Коридорный удалился с чаевыми, а мисс Уокер заперлась в ванной. Спенсер подошел к окну, распахнул его настежь и ступил на низенький огражденный карниз, что назывался балконом. Их номер, специально заказанный Бишопом из Парижа, выходил во внутренний дворик — чтобы обеспечить ожидаемым ворам привлекательную возможность выбора этой дороги, а не через переднюю дверь.
Сверлящий звук, похожий на скрежет бормашины, вернул Спенсера в комнату как раз вовремя, чтобы увидеть, как крошечное стальное жало выталкивает тонкую струйку опилок из двери в перегородке.
Замерев, Спенсер смотрел, как вылетел кусочек дерева и маленький стеклянный диск, меньше пуговицы от рубашки, заполнил отверстие.
— Будьте любезны, мистер Спенсер, — произнес голос с сильным акцентом, — пройдите к входной двери вашего номера и вернитесь потом к окну. — Это был Ла Роз.
Спенсер сделал, как было сказано, и повернулся лицом к смежной двери.
— Превосходно, — произнес Ла Роз, открывая дверь. Он вошел в комнату Спенсера и принялся приклеивать квадратик коричневой бумаги на стеклянный глазок, потом удовлетворенно полюбовался на свою работу. Отверстие и стеклышко, даже при хорошем свете, были незаметны.
— К чему все это? — спросил Спенсер.
— Широкоугольная линза. Приближаю глаз к объективу на той стороне двери и могу видеть каждое движение в вашей комнате. — Он подмигнул. — Было бы неприлично с моей стороны не предупредить об этом вас и леди.
Замок в ванной щелкнул, и мисс Уокер вернулась в комнату и резко остановилась, увидев Ла Роза.
— Что–то не так? — встревоженно спросила она.
— Абсолютно ничего, — ответил Спенсер. — Месье Ла Роз просто хотел предупредить нас, что врезал в дверь глазок.
— Отлично, — сказала мисс Уокер. — Пойдемте пообедаем. Я проголодалась. — Она подошла к кровати, взяла свой жакет, набросила его на плечи и двинулась к двери.
— А как насчет чемоданов? — поинтересовался Спенсер.

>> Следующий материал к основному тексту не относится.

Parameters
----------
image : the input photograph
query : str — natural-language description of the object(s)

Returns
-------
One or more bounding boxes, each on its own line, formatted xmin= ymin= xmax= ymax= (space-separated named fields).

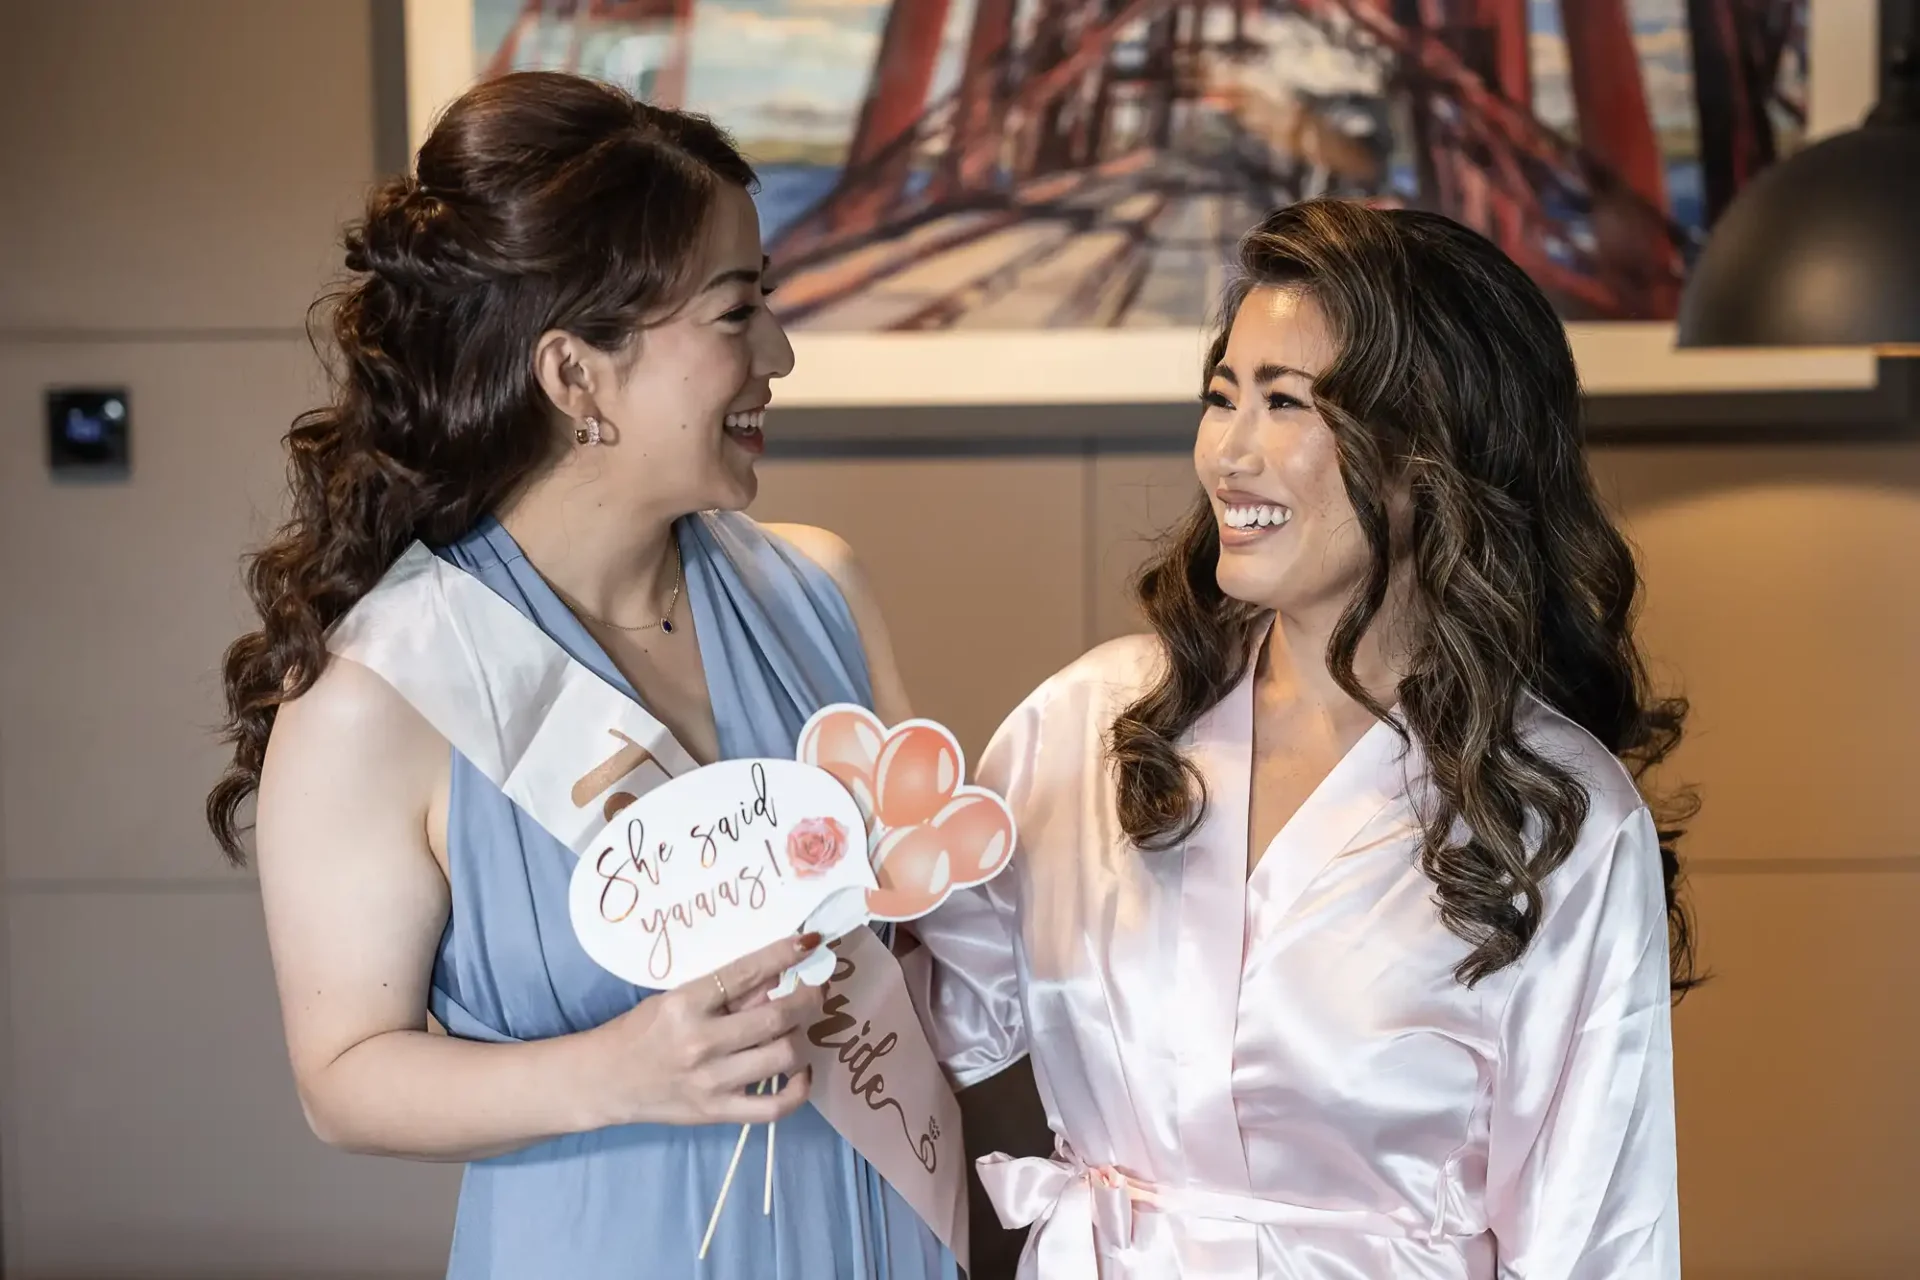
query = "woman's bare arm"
xmin=256 ymin=655 xmax=820 ymax=1162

— Это дело Жоржа. Нам надо дать себя увидеть. — Она вернулась и взяла Спенсера под руку. — Вы ведь считаетесь разрушителем моей добродетели, не так ли? Так начнем с греха чревоугодия. Дядя Сэм платит.
— Выберите “Флер”, — посоветовал Ла Роз. — Очаровательно, и кухня утонченная. Завидую вам.
— Может, тебе что–нибудь привезти, Жорж? — спросила Шери.
— Больше между нами контактов не должно быть. Я закажу еду внизу, спасибо. — Ла Роз ушел в свою комнату и оттуда отвесил поклон. — Увидимся завтра вечером в Женеве, если только рыбка не клюнет сегодня. — И закрыл смежную дверь.